Making bread is a lot different from making most things. There's not much to it, but the process does take a lot of time. It's probably better to make bread when you have something else to do, too.
To give you an idea of what I mean, this was what happened as I made bread tonight:
-I mixed the yeast in with the sugar and water to prime. Then I went to go get laundry.
-I mixed the dough, kneaded it, and covered it for the first rise. Then I made dinner for tonight.
-I cut the dough in half, kneaded it a bit more, and covered it for the final rise. Then I ate dinner, cleaned up a bit, folded laundry, and put laundry away.
-I put the two loaves into the oven, and then went and wrote the first chunk of Basic Bread: part one.
-Finally, I pulled the bread out of the oven, took pictures, and finished part one.
As I mentioned in Part One, the basic science involves yeast reproducing in a pile of dough, which is made of flour and water, yeast, and whatever else you feel like adding in. Sourdough, which is a good traditional way of making bread, starts with something called sourdough starter (or a "mother"), which is basically a container of a flour and water mixture, with active yeast growing in the mix. The basic sourdough recipe calls for flour, water, a little bit of salt, and some sourdough starter. (which, again, is basically just flour and water, with live yeast growing in it.) Kneading the dough helps form gluten, which is the elastic substance that allows bread to rise, as it swells up due to the gases produced internally.

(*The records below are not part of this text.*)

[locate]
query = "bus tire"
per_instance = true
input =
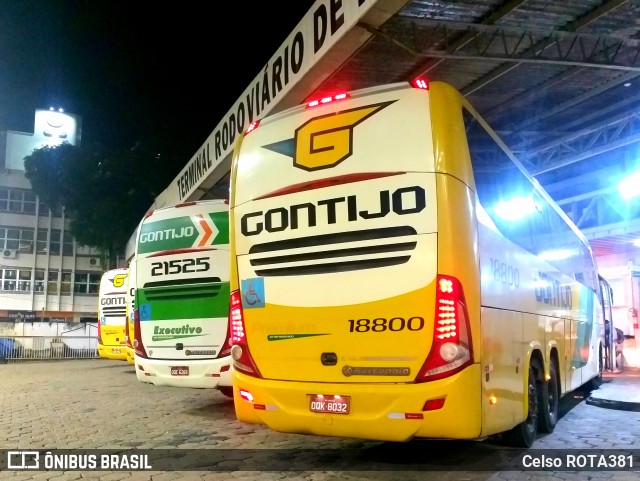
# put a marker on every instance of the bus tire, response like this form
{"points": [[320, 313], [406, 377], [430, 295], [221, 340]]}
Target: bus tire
{"points": [[548, 398], [226, 390], [523, 435]]}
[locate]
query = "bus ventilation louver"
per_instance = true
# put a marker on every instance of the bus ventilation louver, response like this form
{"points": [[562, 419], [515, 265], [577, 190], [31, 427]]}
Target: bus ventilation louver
{"points": [[330, 253], [184, 288]]}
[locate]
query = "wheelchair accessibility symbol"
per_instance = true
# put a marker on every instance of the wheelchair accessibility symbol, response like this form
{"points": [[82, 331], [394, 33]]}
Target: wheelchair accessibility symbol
{"points": [[252, 292], [145, 312]]}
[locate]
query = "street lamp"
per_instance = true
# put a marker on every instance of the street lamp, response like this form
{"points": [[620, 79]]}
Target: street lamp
{"points": [[630, 186]]}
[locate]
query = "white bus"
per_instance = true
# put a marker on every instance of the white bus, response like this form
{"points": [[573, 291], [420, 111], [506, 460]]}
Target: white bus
{"points": [[181, 295]]}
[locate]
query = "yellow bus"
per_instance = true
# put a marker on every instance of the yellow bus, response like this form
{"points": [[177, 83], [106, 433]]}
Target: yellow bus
{"points": [[111, 314], [397, 274]]}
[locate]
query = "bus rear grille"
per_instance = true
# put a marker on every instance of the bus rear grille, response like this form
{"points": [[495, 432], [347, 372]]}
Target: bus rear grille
{"points": [[114, 311], [341, 252]]}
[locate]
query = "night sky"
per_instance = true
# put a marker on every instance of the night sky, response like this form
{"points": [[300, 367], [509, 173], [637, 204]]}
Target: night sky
{"points": [[136, 69]]}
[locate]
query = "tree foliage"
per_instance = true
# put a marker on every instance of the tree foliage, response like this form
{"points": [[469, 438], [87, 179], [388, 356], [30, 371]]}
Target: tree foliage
{"points": [[104, 193]]}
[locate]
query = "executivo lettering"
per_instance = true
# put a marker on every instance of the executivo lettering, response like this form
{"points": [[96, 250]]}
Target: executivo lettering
{"points": [[406, 200]]}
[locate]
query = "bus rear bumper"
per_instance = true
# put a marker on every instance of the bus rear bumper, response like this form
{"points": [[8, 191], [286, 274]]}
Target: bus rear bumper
{"points": [[202, 373], [385, 412]]}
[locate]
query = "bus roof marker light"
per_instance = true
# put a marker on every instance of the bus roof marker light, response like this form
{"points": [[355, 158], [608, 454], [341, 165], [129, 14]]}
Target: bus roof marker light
{"points": [[630, 186]]}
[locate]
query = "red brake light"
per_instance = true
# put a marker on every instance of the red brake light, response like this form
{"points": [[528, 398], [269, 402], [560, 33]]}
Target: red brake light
{"points": [[326, 100], [252, 126], [242, 360], [451, 349], [138, 347], [420, 83]]}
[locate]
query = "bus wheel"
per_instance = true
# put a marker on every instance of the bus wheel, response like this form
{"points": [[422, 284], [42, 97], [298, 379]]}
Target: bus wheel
{"points": [[548, 395], [226, 390], [523, 435]]}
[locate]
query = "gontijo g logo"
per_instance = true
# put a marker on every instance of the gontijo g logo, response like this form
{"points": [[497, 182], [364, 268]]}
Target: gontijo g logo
{"points": [[325, 141]]}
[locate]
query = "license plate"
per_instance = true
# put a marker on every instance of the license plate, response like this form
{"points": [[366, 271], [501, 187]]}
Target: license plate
{"points": [[330, 404], [180, 370]]}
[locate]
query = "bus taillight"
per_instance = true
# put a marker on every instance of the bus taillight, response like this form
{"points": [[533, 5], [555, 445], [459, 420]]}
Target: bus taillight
{"points": [[451, 350], [138, 346], [242, 360], [127, 338]]}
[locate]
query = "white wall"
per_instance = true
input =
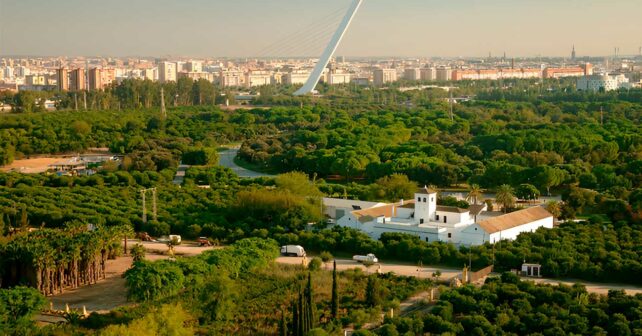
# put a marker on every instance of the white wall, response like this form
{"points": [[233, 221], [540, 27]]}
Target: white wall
{"points": [[425, 210]]}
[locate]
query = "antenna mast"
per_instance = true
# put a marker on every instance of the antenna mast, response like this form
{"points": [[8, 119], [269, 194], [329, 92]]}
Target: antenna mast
{"points": [[163, 111], [316, 74]]}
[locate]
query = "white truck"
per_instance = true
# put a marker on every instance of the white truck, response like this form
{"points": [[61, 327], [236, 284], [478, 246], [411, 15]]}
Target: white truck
{"points": [[368, 258], [293, 251]]}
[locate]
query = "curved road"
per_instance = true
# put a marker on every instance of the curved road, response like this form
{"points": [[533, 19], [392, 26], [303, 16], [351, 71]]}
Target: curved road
{"points": [[226, 159]]}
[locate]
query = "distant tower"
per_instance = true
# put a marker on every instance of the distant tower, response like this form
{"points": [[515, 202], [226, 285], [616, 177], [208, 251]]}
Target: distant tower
{"points": [[163, 111], [425, 205], [317, 72], [573, 54]]}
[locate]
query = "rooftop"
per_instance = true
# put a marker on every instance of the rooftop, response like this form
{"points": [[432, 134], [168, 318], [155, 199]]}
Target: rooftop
{"points": [[425, 190], [389, 210], [514, 219]]}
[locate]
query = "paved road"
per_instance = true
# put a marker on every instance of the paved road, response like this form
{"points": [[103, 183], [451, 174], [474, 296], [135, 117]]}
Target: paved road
{"points": [[448, 273], [226, 159]]}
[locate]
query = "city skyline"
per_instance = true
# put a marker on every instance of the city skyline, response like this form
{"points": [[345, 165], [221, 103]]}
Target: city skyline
{"points": [[197, 28]]}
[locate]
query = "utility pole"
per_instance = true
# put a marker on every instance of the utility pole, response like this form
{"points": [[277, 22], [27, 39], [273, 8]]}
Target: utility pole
{"points": [[602, 116], [450, 101], [163, 111], [142, 192], [154, 214]]}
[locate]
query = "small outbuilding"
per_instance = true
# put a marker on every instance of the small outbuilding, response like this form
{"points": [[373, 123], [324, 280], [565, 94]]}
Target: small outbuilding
{"points": [[532, 270]]}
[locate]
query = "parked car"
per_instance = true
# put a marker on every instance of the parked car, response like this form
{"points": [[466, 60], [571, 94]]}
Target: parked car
{"points": [[368, 258], [203, 241], [293, 251]]}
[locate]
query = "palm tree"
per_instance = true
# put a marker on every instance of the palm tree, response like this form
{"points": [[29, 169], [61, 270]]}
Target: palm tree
{"points": [[554, 208], [474, 193], [505, 196]]}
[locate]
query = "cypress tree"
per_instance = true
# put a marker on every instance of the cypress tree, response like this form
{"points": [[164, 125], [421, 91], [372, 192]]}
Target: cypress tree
{"points": [[309, 304], [334, 307], [2, 226], [373, 292], [283, 327], [24, 220], [301, 315], [295, 318]]}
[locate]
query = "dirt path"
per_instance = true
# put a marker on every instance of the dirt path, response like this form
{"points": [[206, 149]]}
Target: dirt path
{"points": [[399, 269], [226, 159], [111, 292], [448, 273], [103, 296]]}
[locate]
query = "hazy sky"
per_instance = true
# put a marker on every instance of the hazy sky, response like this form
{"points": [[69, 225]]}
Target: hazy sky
{"points": [[204, 28]]}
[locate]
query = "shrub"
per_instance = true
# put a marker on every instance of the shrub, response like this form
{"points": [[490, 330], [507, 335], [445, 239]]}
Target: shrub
{"points": [[326, 256], [315, 264]]}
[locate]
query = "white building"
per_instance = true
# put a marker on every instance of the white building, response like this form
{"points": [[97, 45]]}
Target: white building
{"points": [[384, 76], [295, 77], [258, 78], [231, 78], [167, 72], [412, 74], [596, 83], [422, 217], [428, 74], [444, 74]]}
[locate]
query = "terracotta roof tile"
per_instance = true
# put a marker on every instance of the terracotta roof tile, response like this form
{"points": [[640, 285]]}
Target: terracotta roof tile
{"points": [[514, 219]]}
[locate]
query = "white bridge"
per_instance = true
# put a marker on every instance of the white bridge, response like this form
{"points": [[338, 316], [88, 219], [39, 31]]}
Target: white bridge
{"points": [[329, 51]]}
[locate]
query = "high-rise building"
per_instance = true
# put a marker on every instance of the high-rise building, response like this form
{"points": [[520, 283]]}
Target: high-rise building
{"points": [[428, 74], [194, 66], [35, 80], [100, 78], [573, 54], [383, 76], [231, 78], [151, 74], [597, 83], [444, 74], [77, 80], [258, 78], [62, 79], [8, 72], [167, 72], [413, 74], [296, 77], [21, 71]]}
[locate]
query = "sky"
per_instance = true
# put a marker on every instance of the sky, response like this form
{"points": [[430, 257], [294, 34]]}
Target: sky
{"points": [[246, 28]]}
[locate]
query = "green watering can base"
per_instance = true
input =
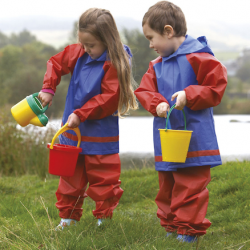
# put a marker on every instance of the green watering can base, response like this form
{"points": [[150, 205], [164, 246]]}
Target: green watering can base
{"points": [[30, 111]]}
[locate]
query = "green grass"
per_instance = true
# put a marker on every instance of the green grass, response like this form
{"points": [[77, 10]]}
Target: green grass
{"points": [[28, 214]]}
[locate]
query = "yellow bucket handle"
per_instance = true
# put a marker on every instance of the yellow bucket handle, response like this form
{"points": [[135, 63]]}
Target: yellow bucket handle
{"points": [[63, 129]]}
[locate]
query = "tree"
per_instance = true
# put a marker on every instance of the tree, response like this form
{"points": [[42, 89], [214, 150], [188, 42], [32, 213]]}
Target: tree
{"points": [[4, 40]]}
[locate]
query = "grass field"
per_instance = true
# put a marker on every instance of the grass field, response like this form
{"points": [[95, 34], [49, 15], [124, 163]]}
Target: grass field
{"points": [[28, 215]]}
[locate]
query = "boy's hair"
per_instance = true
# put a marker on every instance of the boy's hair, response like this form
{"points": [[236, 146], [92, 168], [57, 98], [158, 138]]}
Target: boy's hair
{"points": [[101, 24], [166, 13]]}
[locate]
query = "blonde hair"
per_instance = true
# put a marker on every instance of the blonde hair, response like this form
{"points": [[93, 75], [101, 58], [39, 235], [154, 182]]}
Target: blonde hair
{"points": [[101, 24]]}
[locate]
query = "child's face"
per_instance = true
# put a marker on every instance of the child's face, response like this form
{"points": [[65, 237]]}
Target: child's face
{"points": [[94, 47], [163, 44]]}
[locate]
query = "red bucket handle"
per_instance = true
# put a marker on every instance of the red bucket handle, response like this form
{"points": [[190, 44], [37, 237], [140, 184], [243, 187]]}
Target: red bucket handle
{"points": [[63, 129]]}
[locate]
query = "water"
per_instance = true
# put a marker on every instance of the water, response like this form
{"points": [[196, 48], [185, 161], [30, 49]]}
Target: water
{"points": [[136, 136]]}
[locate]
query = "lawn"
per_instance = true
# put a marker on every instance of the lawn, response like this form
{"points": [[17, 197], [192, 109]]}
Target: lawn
{"points": [[28, 215]]}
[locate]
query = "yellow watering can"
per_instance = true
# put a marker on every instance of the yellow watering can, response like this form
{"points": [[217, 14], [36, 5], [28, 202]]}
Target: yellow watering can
{"points": [[30, 111], [175, 143]]}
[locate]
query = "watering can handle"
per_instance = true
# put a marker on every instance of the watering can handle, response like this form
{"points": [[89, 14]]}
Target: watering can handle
{"points": [[46, 107], [169, 112], [63, 129]]}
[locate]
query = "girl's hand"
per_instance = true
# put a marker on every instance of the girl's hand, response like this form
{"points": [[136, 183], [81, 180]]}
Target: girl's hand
{"points": [[46, 98], [73, 121], [162, 109], [181, 99]]}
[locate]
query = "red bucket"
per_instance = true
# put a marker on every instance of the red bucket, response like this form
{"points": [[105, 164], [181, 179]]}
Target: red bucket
{"points": [[63, 158]]}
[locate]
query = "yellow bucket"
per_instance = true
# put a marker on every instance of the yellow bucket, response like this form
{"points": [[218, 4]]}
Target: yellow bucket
{"points": [[175, 143]]}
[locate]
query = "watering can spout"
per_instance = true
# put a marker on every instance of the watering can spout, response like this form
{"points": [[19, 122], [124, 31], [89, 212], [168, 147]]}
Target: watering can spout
{"points": [[39, 120]]}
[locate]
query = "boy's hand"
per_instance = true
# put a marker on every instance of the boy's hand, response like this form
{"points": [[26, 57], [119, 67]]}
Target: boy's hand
{"points": [[181, 99], [73, 121], [162, 109], [46, 98]]}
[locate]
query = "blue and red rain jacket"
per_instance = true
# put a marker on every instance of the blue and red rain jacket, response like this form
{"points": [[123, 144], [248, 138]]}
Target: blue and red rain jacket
{"points": [[194, 69], [93, 95]]}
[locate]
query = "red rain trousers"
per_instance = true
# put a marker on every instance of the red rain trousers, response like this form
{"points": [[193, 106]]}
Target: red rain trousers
{"points": [[183, 199], [102, 172]]}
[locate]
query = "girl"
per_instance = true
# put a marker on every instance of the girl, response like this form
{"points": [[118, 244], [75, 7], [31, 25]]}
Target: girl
{"points": [[100, 91]]}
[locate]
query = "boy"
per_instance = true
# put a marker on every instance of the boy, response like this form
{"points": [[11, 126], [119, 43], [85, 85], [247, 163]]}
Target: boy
{"points": [[187, 71]]}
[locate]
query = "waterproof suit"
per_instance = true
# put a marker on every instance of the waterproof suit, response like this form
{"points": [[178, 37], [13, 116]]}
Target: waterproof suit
{"points": [[93, 95], [194, 69]]}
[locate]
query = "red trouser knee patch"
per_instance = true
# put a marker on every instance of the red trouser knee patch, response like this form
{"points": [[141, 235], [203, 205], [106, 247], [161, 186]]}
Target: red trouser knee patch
{"points": [[102, 172], [183, 199]]}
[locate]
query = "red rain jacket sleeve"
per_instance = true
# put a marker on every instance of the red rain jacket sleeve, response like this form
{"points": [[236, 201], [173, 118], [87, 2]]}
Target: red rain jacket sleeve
{"points": [[61, 64], [212, 81], [106, 103], [147, 93]]}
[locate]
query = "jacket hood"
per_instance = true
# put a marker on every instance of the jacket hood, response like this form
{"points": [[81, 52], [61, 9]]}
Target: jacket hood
{"points": [[191, 45]]}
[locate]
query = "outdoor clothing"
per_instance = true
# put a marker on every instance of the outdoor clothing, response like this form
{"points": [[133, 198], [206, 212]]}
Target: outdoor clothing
{"points": [[102, 173], [182, 200], [93, 95], [194, 69]]}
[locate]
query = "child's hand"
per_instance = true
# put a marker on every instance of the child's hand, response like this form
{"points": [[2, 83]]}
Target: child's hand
{"points": [[73, 121], [162, 109], [181, 99], [46, 98]]}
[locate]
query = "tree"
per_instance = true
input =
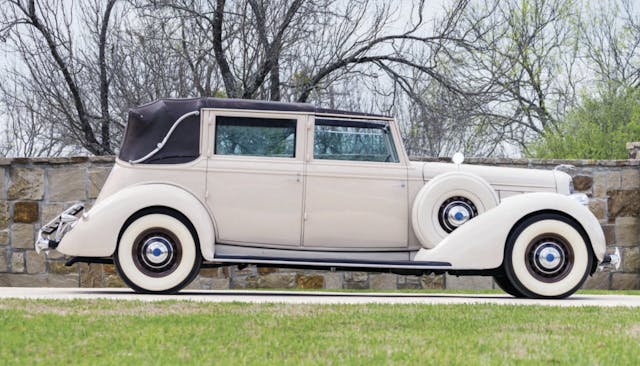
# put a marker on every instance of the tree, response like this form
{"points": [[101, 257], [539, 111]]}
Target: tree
{"points": [[71, 83], [597, 129]]}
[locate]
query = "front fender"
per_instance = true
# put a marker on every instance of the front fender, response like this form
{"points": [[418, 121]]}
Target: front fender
{"points": [[480, 243], [96, 232]]}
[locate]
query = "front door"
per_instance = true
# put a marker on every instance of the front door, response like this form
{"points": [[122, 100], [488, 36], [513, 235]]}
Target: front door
{"points": [[254, 177], [356, 189]]}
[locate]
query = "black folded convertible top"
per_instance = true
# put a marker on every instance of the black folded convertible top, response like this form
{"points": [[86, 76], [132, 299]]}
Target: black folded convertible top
{"points": [[149, 124]]}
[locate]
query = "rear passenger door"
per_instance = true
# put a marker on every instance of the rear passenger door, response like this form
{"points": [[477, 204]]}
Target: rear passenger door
{"points": [[356, 190], [254, 177]]}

After that, it gets covered, and left alone for about 20 minutes, for its initial rise. Put more simply, you give the yeast time to reproduce within the dough. One yeast cell splits into 2 yeast cells, into 4, and so on. The three main products of this reproductive process are carbon dioxide (CO2), alcohol, and more yeast cells. In bread, there's not enough alcohol produced to notice, and it bakes off anyway when the bread goes into the oven. But as the yeast cells multiply in an exponential fashion, and each of them is giving off more and more CO2, the dough begins to grow larger, resulting in gas pockets like these ones, which were produced during the initial 20 minute rise of tonight's loaves.
After the initial rise, the dough is cut in half (for 2 loaves) and then each lump is kneaded a little bit more, before being shaped into a ball, or loaf-shaped lump. The dough gets covered again, and left to rise for a certain amount of time, usually specified in the recipe. Some recipes call for the dough to sit in the refrigerator for a few hours, to help slow the process down and bring out more flavor. Other breads are given an hour or two for the final rise, before going into the oven.
Keep the yeast warm and fed, and it will do what it does in its own time. All you have to do is wait.